Unlike San Francisco, San Mateo County actually has enough beds to provide shelter to those without. Of course, not everyone takes that offer. But Bay Area News Group reports that the San Mateo County Board of Supervisors just passed a law making it illegal for unhoused people to refuse shelter.
Such people would not immediately be jailed, and the charge is only a misdemeanor. “There is a lot of outreach first, and a lot of work will be done by homeless outreach teams first,” San Mateo County Attorney John Nibbelin told the News Group. “You’d have a lot of contact before we reach a point where we’d have to invoke the ordinance.”
And it’s more of a “two strikes” law. That is, a person would not be charged unless they have declined shelter twice, and been issued two written warnings. San Mateo County District Attorney Stephen Wagstaffe said the goal is “not to incarcerate,” and that rather than charging people, his office would send them into what he calls a “misdemeanor diversion program.”

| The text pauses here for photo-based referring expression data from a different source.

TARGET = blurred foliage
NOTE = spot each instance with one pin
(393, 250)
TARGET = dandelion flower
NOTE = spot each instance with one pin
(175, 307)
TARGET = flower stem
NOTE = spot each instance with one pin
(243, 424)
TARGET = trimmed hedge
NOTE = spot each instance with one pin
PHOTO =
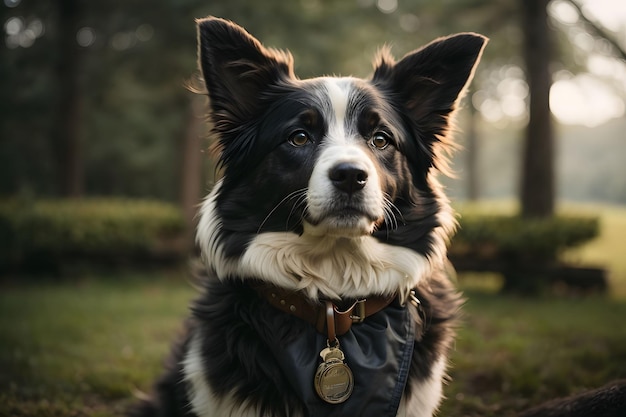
(503, 236)
(43, 230)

While this seems like a significant law, the reality is that it hardly applies to anyone. The law only affects the unincorporated parts of San Mateo County (this map shows where those areas are). And the Bay Area News Group estimates that there are only about 100 unsheltered individuals in the unincorporated areas of San Mateo County, or about 5% of the county’s overall homeless population. The rest are in cities like San Mateo itself, and subject to those cities' ordinances.
The new law will take effect at the end of February.